Avete mandato due informative alle procure di Agrigento e Catania, che hanno già avviato indagini.
«Sì, per informarli di quello che abbiamo visto e mettere a disposizione del loro lavoro le nostre preoccupazioni, che purtroppo sono tutte confermate: abbiamo trovato persone private di fatto della libertà, senza un mandato dell’autorità giudiziaria, e questo non è ammesso né dalle leggi italiane, né dalla Convenzione europea dei diritti dell’uomo. E’ una situazione che mette anche l’Italia a rischio di una condanna in sede internazionale per trattamenti inumani. Al di là della grandissima disponibilità del comandante, dell’equipaggio, delle Ong, degli sforzi fatti, le persone cercano di ripararsi dal sole con un telone ma non basta. Ieri erano tranquilli ma non capivano perché sono in Italia e non possono scendere. Hanno ragione. Sono persone che vengono da storie devastanti. Un ragazzo aveva una mano ferita da un’arma da fuoco ma curata male, una ragazza di 20 anni è stata sei mesi in un campo libico. La maggioranza vengono da Paesi per cui possono chiedere protezione internazionale – Eritrea, Siria, Somalia – e non viene consentito loro di esercitare questo diritto. Il paradosso è che sono in Italia, non sono in mare».

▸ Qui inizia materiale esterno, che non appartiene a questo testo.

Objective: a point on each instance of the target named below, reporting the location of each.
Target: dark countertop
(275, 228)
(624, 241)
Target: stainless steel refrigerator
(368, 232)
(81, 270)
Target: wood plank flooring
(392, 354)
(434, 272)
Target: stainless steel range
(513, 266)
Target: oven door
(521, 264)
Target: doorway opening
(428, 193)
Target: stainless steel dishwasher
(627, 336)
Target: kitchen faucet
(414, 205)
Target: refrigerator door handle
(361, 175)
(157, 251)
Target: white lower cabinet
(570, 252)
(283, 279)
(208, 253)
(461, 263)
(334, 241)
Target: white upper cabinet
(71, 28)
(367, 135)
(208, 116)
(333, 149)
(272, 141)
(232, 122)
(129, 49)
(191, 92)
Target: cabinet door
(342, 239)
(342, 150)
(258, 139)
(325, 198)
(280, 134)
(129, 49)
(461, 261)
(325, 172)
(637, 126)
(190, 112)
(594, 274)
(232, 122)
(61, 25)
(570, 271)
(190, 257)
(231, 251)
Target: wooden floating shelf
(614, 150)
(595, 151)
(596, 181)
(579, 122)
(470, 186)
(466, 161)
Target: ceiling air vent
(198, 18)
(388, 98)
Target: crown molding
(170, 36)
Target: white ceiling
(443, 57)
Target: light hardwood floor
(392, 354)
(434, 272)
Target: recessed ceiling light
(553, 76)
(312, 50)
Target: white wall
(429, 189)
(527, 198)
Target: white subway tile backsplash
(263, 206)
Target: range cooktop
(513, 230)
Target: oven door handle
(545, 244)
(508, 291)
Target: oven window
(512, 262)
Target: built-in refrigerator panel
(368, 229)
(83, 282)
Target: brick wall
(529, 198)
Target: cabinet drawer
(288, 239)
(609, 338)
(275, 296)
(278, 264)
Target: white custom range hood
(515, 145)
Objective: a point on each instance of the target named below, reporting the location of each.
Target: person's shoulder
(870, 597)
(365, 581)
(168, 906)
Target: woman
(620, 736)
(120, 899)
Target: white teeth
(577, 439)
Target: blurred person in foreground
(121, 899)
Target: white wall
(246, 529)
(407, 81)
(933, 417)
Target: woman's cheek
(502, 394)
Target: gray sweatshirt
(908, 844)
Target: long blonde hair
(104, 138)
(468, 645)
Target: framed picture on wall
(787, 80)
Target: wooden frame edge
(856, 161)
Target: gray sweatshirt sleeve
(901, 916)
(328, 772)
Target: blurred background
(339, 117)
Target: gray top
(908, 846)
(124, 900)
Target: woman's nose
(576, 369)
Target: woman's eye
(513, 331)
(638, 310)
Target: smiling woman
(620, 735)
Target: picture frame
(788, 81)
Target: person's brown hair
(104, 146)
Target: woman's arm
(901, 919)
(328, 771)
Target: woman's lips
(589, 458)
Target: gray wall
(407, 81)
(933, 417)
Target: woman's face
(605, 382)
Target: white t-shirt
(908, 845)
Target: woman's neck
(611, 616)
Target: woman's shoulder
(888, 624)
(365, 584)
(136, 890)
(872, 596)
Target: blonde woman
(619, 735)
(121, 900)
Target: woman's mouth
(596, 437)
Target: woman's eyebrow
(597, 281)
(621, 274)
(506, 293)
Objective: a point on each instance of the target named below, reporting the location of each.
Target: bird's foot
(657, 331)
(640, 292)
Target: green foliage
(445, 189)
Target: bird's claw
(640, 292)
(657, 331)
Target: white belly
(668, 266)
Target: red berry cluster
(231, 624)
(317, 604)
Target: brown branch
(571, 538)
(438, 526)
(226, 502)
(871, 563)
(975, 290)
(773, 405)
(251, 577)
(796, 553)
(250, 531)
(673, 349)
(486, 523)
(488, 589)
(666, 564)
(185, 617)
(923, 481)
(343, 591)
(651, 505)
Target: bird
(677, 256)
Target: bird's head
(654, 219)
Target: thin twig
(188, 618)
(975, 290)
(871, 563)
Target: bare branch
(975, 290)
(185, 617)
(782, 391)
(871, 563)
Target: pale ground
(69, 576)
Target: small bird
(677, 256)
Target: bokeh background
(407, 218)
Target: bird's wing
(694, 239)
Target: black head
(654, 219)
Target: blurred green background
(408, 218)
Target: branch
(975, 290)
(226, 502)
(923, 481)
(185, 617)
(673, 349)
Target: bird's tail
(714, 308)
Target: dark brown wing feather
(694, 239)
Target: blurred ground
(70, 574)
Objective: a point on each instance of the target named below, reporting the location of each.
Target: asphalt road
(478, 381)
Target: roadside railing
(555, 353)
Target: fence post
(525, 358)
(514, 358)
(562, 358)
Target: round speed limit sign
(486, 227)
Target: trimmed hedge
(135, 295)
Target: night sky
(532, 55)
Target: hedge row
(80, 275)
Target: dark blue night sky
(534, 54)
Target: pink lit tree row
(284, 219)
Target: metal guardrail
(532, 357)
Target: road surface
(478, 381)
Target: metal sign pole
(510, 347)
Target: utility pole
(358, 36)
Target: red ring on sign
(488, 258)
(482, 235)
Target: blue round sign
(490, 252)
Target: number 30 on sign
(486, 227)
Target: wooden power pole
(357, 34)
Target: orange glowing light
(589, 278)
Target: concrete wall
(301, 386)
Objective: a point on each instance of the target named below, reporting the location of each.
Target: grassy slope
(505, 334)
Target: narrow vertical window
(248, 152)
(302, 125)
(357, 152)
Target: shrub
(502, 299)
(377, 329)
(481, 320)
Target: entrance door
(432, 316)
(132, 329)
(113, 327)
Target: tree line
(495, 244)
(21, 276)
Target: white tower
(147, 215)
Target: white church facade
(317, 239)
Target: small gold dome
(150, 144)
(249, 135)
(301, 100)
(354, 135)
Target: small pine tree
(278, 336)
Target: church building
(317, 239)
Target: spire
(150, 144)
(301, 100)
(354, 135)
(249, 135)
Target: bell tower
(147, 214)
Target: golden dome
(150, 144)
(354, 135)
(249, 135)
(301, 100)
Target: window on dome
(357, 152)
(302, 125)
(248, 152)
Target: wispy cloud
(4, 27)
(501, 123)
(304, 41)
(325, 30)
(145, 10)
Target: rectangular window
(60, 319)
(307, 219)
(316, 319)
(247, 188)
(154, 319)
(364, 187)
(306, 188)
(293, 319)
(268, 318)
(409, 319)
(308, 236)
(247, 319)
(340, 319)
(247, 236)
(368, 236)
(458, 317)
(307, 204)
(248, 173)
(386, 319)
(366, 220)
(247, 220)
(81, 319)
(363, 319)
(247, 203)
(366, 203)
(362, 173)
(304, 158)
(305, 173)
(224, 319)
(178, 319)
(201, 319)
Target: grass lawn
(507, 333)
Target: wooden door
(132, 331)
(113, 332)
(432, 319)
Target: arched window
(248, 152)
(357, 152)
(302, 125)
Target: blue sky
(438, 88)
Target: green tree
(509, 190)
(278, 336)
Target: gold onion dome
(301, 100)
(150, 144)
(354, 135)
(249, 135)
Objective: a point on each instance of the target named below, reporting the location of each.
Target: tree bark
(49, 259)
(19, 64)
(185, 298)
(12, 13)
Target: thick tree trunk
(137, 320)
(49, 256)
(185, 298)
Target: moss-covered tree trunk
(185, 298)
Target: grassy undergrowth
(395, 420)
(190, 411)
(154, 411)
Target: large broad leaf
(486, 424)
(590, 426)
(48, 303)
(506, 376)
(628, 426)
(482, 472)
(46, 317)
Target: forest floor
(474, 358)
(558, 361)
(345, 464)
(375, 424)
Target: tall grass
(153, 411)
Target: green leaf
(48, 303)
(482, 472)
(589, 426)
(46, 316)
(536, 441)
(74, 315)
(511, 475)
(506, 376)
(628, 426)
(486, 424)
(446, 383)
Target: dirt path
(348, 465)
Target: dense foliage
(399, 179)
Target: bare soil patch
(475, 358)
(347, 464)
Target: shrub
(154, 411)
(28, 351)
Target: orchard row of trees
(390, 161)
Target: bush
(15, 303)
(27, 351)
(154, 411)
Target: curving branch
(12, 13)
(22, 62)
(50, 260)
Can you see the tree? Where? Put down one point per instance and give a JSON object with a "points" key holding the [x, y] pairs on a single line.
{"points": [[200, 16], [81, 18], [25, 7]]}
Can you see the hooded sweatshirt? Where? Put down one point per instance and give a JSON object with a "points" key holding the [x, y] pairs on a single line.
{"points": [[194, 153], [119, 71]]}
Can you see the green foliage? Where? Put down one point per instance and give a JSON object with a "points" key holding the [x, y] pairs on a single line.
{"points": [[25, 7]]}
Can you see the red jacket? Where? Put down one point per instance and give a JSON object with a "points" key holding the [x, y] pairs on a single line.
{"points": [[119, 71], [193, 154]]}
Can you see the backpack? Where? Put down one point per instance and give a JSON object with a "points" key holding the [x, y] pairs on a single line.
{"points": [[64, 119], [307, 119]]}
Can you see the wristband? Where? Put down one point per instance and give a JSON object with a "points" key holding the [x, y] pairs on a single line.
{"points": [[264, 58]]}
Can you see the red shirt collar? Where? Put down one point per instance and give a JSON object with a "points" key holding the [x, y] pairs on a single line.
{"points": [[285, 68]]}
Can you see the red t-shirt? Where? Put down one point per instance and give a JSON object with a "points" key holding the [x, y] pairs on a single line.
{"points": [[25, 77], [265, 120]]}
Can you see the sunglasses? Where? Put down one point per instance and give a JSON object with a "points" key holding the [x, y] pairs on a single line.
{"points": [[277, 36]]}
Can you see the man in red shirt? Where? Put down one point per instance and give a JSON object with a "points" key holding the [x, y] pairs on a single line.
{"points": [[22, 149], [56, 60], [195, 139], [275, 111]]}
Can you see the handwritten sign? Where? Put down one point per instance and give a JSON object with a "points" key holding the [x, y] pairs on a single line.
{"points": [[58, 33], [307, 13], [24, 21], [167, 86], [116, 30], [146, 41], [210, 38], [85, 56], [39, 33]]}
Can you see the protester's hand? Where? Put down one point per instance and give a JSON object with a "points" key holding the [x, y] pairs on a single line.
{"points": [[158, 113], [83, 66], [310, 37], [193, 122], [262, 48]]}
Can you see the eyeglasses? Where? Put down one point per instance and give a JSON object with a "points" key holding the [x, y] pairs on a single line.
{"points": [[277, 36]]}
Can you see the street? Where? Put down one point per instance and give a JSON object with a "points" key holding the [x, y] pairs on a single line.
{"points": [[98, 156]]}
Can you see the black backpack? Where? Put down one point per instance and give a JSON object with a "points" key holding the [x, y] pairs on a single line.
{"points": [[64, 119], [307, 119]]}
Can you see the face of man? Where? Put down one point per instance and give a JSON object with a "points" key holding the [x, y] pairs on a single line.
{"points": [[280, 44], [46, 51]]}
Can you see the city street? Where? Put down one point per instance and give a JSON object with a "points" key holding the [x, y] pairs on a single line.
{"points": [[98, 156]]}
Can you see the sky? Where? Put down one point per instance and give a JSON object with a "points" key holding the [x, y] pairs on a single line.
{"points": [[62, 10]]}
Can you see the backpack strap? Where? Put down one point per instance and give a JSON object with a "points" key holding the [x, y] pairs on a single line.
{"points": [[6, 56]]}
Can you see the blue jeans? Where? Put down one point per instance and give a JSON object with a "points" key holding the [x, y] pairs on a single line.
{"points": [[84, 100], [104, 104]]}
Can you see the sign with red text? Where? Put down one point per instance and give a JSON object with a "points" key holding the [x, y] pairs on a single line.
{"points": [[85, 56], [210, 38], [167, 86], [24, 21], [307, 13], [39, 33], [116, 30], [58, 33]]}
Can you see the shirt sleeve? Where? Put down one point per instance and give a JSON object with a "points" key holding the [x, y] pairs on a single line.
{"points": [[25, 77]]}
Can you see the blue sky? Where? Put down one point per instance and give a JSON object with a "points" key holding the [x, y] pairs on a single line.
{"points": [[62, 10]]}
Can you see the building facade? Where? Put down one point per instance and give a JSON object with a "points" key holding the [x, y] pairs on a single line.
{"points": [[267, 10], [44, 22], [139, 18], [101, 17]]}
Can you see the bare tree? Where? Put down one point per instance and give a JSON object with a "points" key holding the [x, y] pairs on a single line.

Pensate ci siano gli estremi per un’azione penale?
Quindi ribadite il vostro appello a farli scendere con urgenza e a non usare forme di ricatto con l’Europa?
«Noi ribadiamo che non si possono mai usare le persone, anche per richieste legittime e sacrosante. Le persone sono dei fini e non dei mezzi. Bisogna che l’Europa qualcosa faccia, assuma i suoi impegni e li rispetti. Qui il problema non è decidere un caso, ma una politica di accoglienza comune. Decidere e portarla avanti. E una cosa del genere non si può fare sotto ricatto. Non c’è un motivo accettabile per tenerli a bordo. Facciamoli scendere, identifichiamoli, chi vuole potrà fare la procedura prevista, poi si deciderà chi può rimanere e chi no. L’Europa dovrà farsi carico di un problema che non è solo italiano, greco, spagnolo ma coinvolge tutti i Paesi, non può essere scaricato solo sulle frontiere europee. Non possiamo rimpallarci responsabilità solo tra Malta, Spagna, Grecia e Italia».
Quali saranno i vostri prossimi passi?
«Abbiamo ritenuto di rendere pubblici i nostri comunicati. Certo oggi i termini sembrano inasprirsi, piuttosto che andare verso una soluzione. E non serve una contrapposizione. Anche per ottenere la cosa più lecita non si possono mai usare le persone, devono essere sempre rispettate».